FS#20056 - [pacman] implement parallel transfers

Attached to Project: Pacman
Opened by Tomas Mudrunka (harvie) - Friday, 02 July 2010, 18:39 GMT
Last edited by Eli Schwartz (eschwartz) - Monday, 10 August 2020, 19:42 GMT
Task Type Feature Request
Category General
Status Closed
Assigned To Anatol Pomozov (anatolik)
Architecture All
Severity Medium
Priority Normal
Reported Version 3.3.3
Due in Version 6.0.0
Due Date Undecided
Percent Complete 100%
Votes 41
Private No

Details

Summary and Info:
i'd like to see parallel transfers implemented directly in pacman. we can download two or more packages at the same time and we can also download each package from different mirror. we can also -Sy repo indexeses from all repositories parallely.

i know that there are some wrappers like powerpill, etc... but i don't like them much and i think that such feature should be implemented directly in pacman. pacman can use 3rd party binaries ("XferCommand") to download the packages and other files, so i believe that such commands can be run on background...

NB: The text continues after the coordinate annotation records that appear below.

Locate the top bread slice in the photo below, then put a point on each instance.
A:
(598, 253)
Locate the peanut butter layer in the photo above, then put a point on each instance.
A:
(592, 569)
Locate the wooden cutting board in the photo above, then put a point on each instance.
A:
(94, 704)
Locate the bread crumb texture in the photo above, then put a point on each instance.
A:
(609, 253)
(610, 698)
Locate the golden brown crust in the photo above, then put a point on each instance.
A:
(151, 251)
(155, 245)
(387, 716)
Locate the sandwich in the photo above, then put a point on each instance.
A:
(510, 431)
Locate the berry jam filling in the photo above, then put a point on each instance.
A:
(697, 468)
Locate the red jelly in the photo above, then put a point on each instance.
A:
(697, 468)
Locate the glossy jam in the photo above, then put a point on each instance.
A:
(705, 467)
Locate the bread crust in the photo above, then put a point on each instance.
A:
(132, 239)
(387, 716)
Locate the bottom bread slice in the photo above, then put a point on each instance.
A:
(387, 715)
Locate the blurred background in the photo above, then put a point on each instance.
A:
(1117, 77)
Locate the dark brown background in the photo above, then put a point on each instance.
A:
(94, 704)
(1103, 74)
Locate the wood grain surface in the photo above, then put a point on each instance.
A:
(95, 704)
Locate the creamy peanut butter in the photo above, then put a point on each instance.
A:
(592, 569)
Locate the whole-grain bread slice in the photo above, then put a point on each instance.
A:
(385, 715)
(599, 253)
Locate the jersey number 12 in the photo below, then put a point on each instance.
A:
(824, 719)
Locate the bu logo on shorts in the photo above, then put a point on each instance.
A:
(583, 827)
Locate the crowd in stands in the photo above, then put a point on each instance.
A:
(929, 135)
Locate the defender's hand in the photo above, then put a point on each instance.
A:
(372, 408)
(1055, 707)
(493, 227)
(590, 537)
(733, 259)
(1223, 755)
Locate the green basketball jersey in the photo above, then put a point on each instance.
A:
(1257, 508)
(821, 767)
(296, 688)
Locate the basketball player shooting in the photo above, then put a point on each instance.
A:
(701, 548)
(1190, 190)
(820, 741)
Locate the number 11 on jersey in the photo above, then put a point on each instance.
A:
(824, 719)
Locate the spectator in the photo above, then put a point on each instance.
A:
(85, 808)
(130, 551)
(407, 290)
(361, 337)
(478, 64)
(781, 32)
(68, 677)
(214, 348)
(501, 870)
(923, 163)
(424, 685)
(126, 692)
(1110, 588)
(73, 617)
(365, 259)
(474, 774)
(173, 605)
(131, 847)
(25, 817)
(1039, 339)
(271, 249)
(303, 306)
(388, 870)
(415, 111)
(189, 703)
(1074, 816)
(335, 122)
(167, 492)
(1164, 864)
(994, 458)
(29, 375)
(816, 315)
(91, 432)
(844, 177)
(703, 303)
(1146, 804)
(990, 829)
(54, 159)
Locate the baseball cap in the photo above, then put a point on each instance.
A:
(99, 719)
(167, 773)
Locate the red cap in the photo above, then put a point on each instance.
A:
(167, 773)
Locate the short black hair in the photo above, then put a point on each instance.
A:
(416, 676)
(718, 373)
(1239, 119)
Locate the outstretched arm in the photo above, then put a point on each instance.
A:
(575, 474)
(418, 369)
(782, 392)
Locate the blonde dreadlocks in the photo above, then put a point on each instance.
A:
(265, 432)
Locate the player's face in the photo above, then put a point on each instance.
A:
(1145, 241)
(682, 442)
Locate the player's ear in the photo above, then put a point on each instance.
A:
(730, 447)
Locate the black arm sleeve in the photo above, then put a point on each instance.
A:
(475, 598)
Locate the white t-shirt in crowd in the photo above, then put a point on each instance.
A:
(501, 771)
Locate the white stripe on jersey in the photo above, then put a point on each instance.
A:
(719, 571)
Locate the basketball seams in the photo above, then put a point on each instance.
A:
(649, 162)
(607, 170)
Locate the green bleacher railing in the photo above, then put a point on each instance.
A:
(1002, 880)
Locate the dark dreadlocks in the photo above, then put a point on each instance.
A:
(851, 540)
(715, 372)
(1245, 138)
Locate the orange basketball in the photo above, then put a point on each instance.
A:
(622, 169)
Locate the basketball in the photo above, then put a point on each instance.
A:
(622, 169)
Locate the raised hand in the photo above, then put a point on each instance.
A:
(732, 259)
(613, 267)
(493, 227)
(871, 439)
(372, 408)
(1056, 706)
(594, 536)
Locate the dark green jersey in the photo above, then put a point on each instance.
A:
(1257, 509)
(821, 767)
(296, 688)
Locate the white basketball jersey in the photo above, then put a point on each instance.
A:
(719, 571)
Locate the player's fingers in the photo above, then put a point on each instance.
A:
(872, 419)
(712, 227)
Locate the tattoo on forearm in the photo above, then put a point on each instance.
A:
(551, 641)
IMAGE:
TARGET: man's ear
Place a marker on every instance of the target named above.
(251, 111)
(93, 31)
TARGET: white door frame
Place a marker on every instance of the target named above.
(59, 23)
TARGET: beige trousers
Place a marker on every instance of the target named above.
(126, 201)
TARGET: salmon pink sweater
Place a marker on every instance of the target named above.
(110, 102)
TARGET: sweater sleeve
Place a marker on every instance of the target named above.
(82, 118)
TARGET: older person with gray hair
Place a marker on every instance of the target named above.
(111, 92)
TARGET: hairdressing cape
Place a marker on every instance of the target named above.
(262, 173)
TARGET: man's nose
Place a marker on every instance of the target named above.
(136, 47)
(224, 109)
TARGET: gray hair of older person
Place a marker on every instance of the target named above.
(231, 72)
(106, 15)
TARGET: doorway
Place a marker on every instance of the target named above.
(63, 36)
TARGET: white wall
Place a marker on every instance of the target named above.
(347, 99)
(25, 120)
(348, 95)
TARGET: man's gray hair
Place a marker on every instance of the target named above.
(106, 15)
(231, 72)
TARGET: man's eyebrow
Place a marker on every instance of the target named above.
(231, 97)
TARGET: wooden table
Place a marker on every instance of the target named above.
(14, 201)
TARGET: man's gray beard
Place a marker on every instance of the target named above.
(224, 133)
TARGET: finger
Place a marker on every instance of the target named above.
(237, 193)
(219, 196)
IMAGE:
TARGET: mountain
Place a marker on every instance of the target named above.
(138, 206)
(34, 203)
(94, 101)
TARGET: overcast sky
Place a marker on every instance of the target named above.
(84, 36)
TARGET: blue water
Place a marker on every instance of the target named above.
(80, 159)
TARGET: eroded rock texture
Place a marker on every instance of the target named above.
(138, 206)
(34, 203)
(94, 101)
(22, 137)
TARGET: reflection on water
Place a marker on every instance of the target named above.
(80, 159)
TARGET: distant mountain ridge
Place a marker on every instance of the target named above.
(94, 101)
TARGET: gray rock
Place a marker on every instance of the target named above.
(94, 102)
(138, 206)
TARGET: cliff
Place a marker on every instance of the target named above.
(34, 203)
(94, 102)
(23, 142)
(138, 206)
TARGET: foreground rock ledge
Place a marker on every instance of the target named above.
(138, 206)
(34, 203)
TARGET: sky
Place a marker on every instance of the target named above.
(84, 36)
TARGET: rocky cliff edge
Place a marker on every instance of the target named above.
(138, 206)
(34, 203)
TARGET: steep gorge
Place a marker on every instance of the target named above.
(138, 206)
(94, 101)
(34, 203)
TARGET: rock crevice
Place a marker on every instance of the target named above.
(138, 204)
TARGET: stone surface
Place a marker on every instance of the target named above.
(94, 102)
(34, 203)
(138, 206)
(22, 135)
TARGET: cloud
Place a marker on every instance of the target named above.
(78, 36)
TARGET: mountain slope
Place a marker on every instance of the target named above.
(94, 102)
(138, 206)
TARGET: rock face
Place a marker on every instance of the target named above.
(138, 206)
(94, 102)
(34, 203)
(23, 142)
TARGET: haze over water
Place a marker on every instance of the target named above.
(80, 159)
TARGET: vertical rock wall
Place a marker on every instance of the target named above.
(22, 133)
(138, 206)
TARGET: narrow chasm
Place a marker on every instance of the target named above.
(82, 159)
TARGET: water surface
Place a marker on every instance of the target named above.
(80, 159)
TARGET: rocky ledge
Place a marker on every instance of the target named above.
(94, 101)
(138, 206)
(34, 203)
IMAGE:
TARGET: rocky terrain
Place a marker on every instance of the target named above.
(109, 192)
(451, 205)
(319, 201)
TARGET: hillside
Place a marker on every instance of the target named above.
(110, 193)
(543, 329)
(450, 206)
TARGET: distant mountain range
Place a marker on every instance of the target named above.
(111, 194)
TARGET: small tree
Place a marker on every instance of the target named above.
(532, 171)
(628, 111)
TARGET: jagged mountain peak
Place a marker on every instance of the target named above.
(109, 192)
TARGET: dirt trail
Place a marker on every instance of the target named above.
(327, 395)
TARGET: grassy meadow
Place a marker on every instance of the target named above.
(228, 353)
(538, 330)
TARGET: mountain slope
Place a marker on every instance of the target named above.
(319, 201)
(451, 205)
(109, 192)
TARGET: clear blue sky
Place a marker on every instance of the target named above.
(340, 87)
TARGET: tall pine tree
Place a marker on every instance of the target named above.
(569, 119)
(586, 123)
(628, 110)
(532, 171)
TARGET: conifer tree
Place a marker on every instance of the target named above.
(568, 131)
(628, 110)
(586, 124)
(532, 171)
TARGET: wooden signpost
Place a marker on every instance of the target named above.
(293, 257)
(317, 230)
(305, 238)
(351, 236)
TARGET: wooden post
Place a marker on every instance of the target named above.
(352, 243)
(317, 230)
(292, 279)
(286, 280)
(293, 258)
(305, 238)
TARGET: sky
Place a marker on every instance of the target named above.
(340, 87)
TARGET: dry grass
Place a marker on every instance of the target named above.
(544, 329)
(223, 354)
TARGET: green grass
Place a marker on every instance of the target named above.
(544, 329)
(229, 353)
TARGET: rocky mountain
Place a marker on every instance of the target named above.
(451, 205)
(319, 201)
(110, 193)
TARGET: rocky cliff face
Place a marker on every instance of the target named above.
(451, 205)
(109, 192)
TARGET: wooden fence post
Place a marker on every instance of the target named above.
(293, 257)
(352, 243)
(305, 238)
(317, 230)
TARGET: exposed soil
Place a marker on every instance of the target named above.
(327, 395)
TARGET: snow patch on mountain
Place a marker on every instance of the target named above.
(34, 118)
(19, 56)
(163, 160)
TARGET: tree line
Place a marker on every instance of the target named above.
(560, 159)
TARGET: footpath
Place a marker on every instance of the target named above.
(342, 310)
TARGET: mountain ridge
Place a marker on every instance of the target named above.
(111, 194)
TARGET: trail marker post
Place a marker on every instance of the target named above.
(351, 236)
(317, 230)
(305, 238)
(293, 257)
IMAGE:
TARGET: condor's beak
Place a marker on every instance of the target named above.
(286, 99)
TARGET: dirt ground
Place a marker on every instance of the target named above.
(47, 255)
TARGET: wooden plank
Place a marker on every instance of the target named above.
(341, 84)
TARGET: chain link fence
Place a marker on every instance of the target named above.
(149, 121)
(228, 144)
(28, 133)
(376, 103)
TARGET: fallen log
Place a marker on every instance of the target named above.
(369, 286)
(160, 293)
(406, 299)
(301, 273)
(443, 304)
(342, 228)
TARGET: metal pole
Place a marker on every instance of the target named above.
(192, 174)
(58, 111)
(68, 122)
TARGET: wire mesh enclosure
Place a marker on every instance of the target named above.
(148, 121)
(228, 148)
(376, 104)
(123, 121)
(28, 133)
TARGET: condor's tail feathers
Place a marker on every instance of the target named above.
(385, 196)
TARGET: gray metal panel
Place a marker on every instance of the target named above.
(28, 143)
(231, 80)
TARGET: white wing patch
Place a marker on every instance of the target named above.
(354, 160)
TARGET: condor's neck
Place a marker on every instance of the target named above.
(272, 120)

but clean output of pacman should be also preserved... eg.: apt-get is able to process more files parallely, but it looks like vomiting 50 litres of some ugly sh*t into the terminal. there should be some nice progress bar showing overall process and not leaving mess on screen or maybe there can be multiple progressbars (one for each running process). anyway the clean look of pacman output should be definitely preserved, but parallel transfers are really usefull feature...

peace
This task depends upon

Closed by  Eli Schwartz (eschwartz)
Monday, 10 August 2020, 19:42 GMT
Reason for closing:  Implemented
Additional comments about closing:  Implemented for the internal downloader in various commits including

557845bc971ff272c53da773baea277a2d2d47b8
0346e0eef224ab8ba22b659026ffdf2bfe95f3ae
16d98d657748fdbf32ab24db56d3cd4a23447673

Please open a new ticket for XferCommand support, if desired.
Comment by Dan McGee (toofishes) - Friday, 02 July 2010, 18:42 GMT
I've never understood the need for this type of thing- are there not mirrors that can keep up with your connection speed? This would not benefit me whatsoever as I always saturate my connection, so chances of me wanting to work on this are pretty close to zero.
Comment by Tomas Mudrunka (harvie) - Friday, 02 July 2010, 19:07 GMT
1.) your isp can already have the file in his cache when you are able to receive it
2.) if you are waiting for one of unresponsive repos (unofficial repos are often down eg.: arch-games, etc...) you can download files (or wait for timeout) from other repos in meantime
2.1) sometimes server just stucks and one of it's processes becomes bit unresponsive, while new connections are running well
3.) today it's bit shame to make FTP/HTTP transfers synchronously. imagine that some stupid server software will be able to serve only to one client at the time and some client will stuck. this can be done in some early-ARPANet laboratory, but now? oh, come on! this is similar. we should not wait for slow people.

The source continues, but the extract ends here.